And this time, it may be more difficult to challenge.
A rule that quietly targets specific use cases, incorporates more flexible definitions, or uses indirect enforcement mechanisms could easily pass under the radar — particularly in a future administration that’s less open to decentralization.
Why the crypto industry can’t afford to relax
The industry’s biggest mistake now would be to go silent. This moment of regulatory breathing room must be used to proactively shape the next phase of DeFi tax policy.

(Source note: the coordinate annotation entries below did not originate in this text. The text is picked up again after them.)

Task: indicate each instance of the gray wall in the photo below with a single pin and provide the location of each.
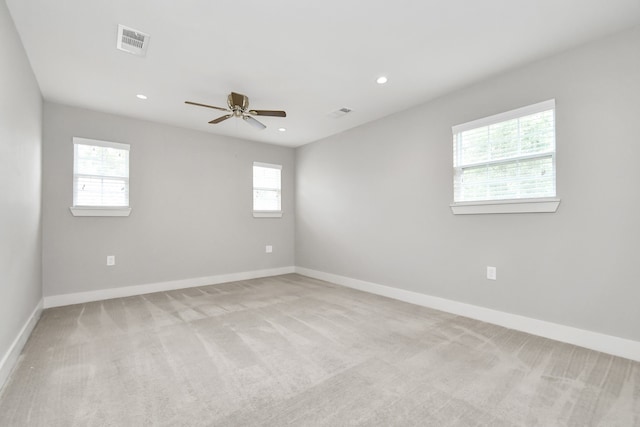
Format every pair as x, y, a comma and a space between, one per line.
191, 200
373, 202
20, 185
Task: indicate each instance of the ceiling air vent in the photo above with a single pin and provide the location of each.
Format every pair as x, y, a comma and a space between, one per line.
132, 41
340, 113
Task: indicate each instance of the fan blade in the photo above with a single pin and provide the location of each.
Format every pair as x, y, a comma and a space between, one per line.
253, 122
273, 113
239, 100
205, 105
220, 119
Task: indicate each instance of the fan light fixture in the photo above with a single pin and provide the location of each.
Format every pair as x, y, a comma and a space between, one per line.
238, 106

Instead of reacting to bad rules, the crypto sector needs to define what fair, functional, and innovation-friendly regulation actually looks like.
That means distinguishing true brokers from automated smart contracts, clarifying reporting responsibilities for users and developers, and establishing tax frameworks that respect the pseudonymous nature of DeFi while addressing legitimate enforcement needs.
Without proactive lobbying and legislative engagement, the industry could find itself on the defensive again — and next time, the political climate may be far less favorable.
DeFi’s tax dilemma isn’t about privacy — it’s about definition
While the IRS’s attempt to force KYC compliance on DeFi raised concerns about privacy, the underlying issue is definitional: what is a broker in the age of code-as-infrastructure?
Smart contracts aren’t service providers. Liquidity pools, automated swaps, and protocol-based lending don’t have staff or customer support. Applying legacy definitions to these systems is like asking a vending machine to issue W-2s. It reflects a fundamental misunderstanding of the technology — and unless addressed, it will continue to generate inappropriate regulatory responses.
Audits, enforcement, and what comes next
With the rule repealed, don’t expect the IRS to back off. On the contrary, the agency may pivot to increased audits of crypto users, using blockchain data and third-party records to uncover reporting discrepancies. This is already happening with centralized exchanges and could soon extend to wallet activity and protocol interactions.
The message is clear: crypto is still seen as a major untapped source of tax revenue, and DeFi is in the crosshairs. The industry needs to prepare for enforcement by pushing for clarity — and compliance infrastructure that makes sense in a decentralized world.
The next four years are critical
With President Trump in office and a generally pro-crypto sentiment in Washington, the crypto sector has a rare opportunity to solidify a policy framework that could define the next decade of innovation. This window, however, will not stay open indefinitely.
If the community fails to act decisively, the next administration may bring back aggressive enforcement with stronger political cover and more public support. Any gains made today must be codified into law and regulatory guidance — or they risk being undone with a pen stroke in 2029.
A warning, not a win
The repeal of the IRS’s DeFi broker rule should be viewed not as a celebration, but as a warning shot. The government is watching. It is learning. It is preparing.
The crypto industry must do the same.
This is the time for unified advocacy, strategic education of regulators, and legal clarity that enables growth without surrendering the principles of decentralization. Without it, the next round of tax rules may come back harder, smarter, and nearly impossible to stop.